Reproduces the original evaluation methodology from: https://github.com/caixd-220529/LifelongAgentBench

When used with interactive environments (episode_mode=True), the TaskEnvironment handles scoring directly. This scorer serves as:

  1. Fallback for non-interactive (single-shot) evaluation — with loud warnings that results are degraded and not faithful to the original.
  2. Helper library for shared scoring functions used by both the environments and this scorer.

Three subset scoring strategies matching the original:

  1. db_bench — Two modes matching the original Task._complete():
  2. direct (SELECT): Execute agent SQL, compare tuples with numeric tolerance (rel_tol=1e-6).
  3. md5 (INSERT/UPDATE/DELETE): Execute SQL, compare full table state.
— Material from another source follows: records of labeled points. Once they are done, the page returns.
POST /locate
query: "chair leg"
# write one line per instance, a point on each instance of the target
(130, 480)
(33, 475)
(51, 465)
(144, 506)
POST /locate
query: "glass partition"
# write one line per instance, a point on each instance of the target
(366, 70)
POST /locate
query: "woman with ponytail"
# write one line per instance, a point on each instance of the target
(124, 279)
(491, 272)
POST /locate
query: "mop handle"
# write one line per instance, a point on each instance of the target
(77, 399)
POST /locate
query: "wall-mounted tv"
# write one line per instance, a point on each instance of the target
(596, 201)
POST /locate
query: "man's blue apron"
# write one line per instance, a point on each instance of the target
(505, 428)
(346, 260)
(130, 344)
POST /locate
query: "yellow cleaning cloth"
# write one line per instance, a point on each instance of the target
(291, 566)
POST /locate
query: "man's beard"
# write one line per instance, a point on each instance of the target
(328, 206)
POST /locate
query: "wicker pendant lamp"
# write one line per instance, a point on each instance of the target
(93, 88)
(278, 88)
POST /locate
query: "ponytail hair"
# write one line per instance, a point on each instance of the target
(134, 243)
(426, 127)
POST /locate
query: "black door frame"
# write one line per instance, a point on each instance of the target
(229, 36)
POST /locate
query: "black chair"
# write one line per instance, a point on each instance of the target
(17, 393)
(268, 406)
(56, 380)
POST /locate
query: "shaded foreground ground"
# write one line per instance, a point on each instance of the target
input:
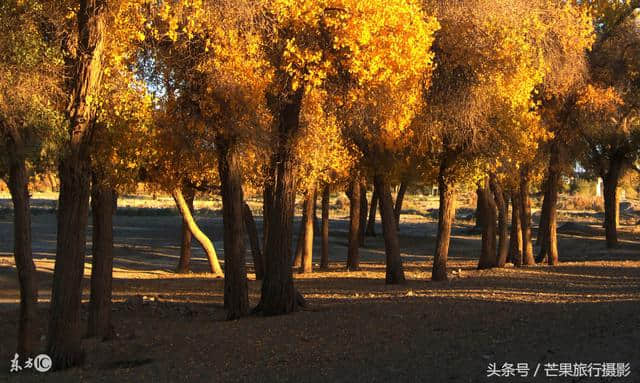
(170, 327)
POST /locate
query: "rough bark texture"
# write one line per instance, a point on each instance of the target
(446, 213)
(254, 241)
(22, 252)
(353, 255)
(371, 223)
(399, 199)
(324, 257)
(394, 270)
(100, 324)
(279, 295)
(515, 235)
(489, 230)
(63, 342)
(236, 295)
(201, 237)
(525, 219)
(184, 264)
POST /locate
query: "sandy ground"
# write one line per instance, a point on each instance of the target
(170, 327)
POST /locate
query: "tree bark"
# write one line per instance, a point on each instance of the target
(254, 241)
(446, 213)
(22, 252)
(353, 255)
(64, 340)
(515, 236)
(201, 237)
(236, 294)
(279, 295)
(394, 269)
(371, 223)
(100, 324)
(525, 219)
(185, 244)
(324, 258)
(399, 199)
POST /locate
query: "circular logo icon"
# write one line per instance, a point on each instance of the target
(42, 363)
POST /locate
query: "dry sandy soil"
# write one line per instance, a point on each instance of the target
(171, 329)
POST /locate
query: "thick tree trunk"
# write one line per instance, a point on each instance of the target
(489, 230)
(279, 295)
(515, 235)
(307, 248)
(503, 224)
(399, 199)
(353, 255)
(324, 258)
(549, 244)
(525, 219)
(18, 186)
(446, 213)
(611, 206)
(201, 237)
(236, 295)
(371, 223)
(362, 227)
(185, 244)
(102, 259)
(254, 241)
(64, 346)
(395, 271)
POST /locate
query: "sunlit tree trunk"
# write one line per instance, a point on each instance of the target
(205, 242)
(64, 338)
(100, 324)
(394, 269)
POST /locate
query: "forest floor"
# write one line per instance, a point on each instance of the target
(171, 327)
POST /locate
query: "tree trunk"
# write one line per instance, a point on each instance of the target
(503, 224)
(279, 295)
(446, 213)
(362, 227)
(64, 346)
(488, 254)
(19, 188)
(525, 217)
(515, 236)
(371, 223)
(236, 295)
(201, 237)
(395, 271)
(611, 206)
(324, 258)
(399, 199)
(549, 244)
(185, 244)
(254, 241)
(102, 259)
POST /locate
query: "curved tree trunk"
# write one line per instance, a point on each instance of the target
(525, 219)
(102, 259)
(201, 237)
(185, 243)
(353, 255)
(64, 340)
(446, 213)
(236, 293)
(279, 295)
(515, 235)
(19, 188)
(254, 241)
(371, 223)
(399, 199)
(394, 269)
(324, 258)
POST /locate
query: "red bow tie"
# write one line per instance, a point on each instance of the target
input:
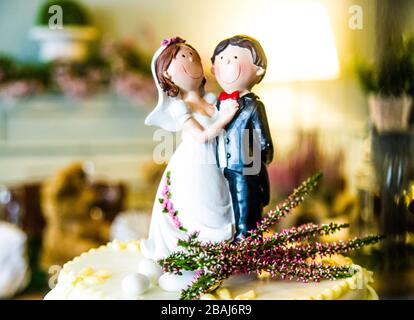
(234, 95)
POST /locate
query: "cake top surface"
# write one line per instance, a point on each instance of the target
(99, 274)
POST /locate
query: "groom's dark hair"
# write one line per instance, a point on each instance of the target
(259, 57)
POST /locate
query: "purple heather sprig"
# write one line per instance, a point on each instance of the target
(286, 254)
(168, 206)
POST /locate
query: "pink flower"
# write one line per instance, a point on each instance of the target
(169, 206)
(170, 41)
(165, 190)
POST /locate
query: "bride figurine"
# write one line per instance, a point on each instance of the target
(193, 194)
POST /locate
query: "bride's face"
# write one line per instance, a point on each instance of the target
(186, 70)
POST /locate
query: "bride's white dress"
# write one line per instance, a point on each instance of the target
(199, 191)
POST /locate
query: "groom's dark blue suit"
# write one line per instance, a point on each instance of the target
(247, 144)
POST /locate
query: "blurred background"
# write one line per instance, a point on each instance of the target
(76, 167)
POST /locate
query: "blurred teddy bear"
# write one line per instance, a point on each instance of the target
(73, 225)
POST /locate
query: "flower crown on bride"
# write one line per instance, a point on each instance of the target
(169, 41)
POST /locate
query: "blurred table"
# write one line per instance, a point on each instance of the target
(40, 134)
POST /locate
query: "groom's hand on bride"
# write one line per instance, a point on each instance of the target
(228, 110)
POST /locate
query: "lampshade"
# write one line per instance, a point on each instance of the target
(299, 42)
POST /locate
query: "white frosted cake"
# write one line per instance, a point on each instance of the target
(101, 273)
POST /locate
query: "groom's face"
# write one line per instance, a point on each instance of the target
(235, 70)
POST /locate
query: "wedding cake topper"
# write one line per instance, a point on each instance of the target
(208, 206)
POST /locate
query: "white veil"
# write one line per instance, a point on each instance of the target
(163, 116)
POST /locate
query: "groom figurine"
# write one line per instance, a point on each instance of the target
(246, 146)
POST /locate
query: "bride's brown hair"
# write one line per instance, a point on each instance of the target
(162, 64)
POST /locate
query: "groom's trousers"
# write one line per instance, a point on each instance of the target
(247, 200)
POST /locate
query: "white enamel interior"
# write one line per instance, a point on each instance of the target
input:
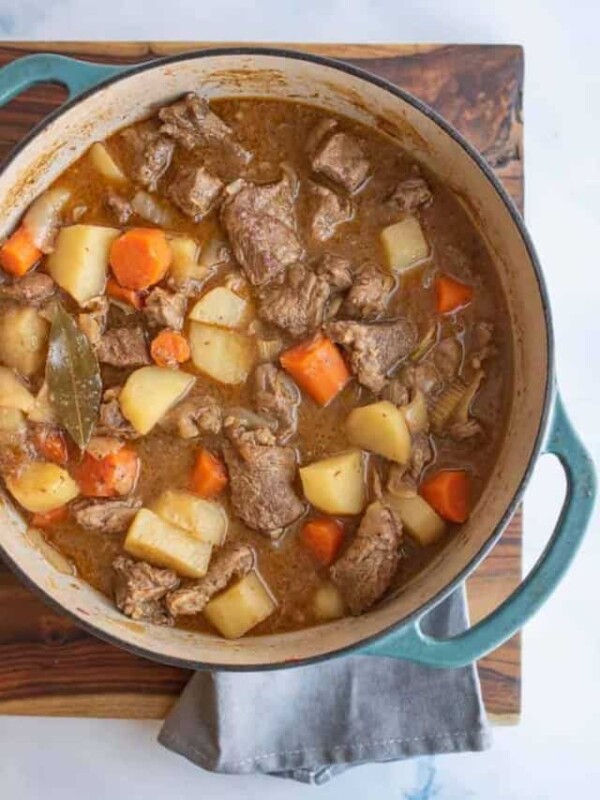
(131, 98)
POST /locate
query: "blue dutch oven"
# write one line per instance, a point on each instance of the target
(105, 98)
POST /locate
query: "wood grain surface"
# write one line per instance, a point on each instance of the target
(48, 665)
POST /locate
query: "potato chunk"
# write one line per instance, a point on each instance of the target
(404, 244)
(382, 429)
(105, 164)
(328, 603)
(159, 542)
(418, 517)
(12, 420)
(23, 339)
(225, 356)
(337, 484)
(184, 261)
(40, 487)
(204, 519)
(14, 393)
(221, 307)
(238, 609)
(79, 263)
(150, 392)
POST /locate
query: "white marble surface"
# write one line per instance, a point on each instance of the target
(554, 752)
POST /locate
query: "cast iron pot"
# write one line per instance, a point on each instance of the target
(105, 98)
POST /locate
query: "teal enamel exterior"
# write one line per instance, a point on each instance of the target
(76, 76)
(414, 645)
(408, 642)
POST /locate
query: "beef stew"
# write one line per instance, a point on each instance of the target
(255, 366)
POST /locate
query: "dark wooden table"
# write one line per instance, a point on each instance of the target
(48, 666)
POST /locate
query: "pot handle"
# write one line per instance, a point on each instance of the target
(76, 75)
(415, 645)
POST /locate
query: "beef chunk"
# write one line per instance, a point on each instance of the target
(374, 349)
(119, 207)
(277, 396)
(164, 309)
(423, 377)
(195, 191)
(192, 124)
(260, 480)
(123, 347)
(34, 289)
(365, 570)
(234, 560)
(447, 357)
(328, 211)
(150, 156)
(261, 224)
(341, 159)
(396, 392)
(111, 421)
(93, 320)
(412, 194)
(369, 293)
(337, 270)
(298, 304)
(140, 590)
(106, 516)
(197, 414)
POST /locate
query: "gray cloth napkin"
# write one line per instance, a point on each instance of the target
(311, 723)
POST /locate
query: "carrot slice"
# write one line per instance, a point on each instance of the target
(449, 493)
(50, 517)
(19, 254)
(209, 475)
(140, 257)
(123, 295)
(451, 294)
(318, 367)
(52, 445)
(169, 348)
(323, 536)
(110, 476)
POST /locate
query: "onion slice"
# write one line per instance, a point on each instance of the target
(44, 216)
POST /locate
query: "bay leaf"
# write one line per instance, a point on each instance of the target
(73, 377)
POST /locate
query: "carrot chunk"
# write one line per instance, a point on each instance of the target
(323, 536)
(318, 367)
(50, 517)
(140, 257)
(449, 493)
(209, 475)
(52, 445)
(451, 294)
(19, 254)
(110, 476)
(169, 348)
(123, 295)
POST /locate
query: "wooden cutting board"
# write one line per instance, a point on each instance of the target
(48, 666)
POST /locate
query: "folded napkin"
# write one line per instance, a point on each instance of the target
(311, 723)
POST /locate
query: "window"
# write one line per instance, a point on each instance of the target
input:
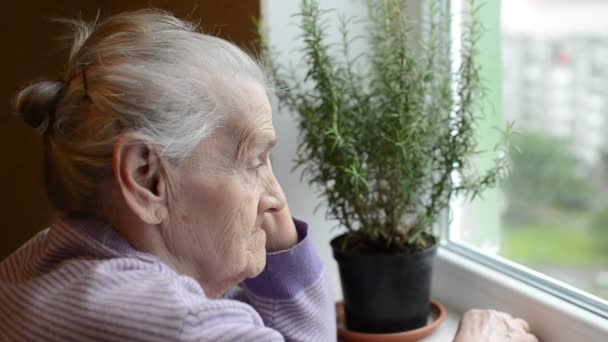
(545, 64)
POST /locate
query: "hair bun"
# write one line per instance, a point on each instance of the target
(36, 103)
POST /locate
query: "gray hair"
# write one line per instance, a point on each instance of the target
(146, 72)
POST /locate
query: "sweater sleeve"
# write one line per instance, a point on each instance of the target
(292, 295)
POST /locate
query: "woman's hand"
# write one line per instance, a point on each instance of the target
(280, 230)
(489, 325)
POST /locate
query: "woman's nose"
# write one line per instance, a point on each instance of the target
(273, 199)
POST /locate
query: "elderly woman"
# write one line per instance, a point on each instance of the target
(171, 224)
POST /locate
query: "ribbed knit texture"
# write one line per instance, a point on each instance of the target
(80, 281)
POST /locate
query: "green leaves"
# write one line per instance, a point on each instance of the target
(382, 134)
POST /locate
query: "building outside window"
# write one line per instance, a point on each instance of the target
(551, 215)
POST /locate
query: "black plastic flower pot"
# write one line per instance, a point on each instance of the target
(385, 293)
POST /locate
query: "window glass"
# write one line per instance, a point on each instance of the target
(552, 212)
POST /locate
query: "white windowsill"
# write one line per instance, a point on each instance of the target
(461, 284)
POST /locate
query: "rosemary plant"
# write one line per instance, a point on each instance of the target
(384, 133)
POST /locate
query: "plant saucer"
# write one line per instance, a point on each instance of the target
(436, 317)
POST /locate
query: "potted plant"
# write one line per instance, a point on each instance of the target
(384, 137)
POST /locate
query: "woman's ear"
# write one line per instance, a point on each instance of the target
(139, 173)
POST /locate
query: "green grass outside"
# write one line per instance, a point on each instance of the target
(565, 241)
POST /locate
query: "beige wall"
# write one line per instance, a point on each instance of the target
(30, 51)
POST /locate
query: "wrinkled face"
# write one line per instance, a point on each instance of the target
(222, 191)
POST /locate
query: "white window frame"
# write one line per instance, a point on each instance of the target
(465, 278)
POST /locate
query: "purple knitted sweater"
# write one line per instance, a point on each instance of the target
(80, 281)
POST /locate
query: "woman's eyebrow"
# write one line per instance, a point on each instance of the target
(247, 142)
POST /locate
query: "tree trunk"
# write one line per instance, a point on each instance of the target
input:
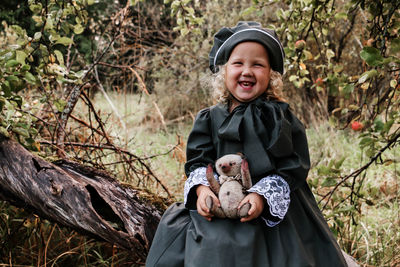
(83, 198)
  4. knowledge_graph — Exact-set match + F1 score on answer entities, matching the original's calculate_metric().

  5. os_interaction — Docker evaluation with exit_code == 0.

IMPORTANT: Single-shot scoring is DEGRADED and will always emit warnings. The original benchmark is multi-turn interactive. Use episode_mode=True with the jarvis-agent backend for faithful evaluation.

Classes

LifelongAgentScorer

LifelongAgentScorer(judge_backend: Any = None, judge_model: str = '')

Bases: Scorer

Scorer for LifelongAgentBench.

When used with interactive environments (episode_mode), the environment handles scoring and this scorer is bypassed. For single-shot mode, this scorer provides degraded fallback scoring with clear warnings.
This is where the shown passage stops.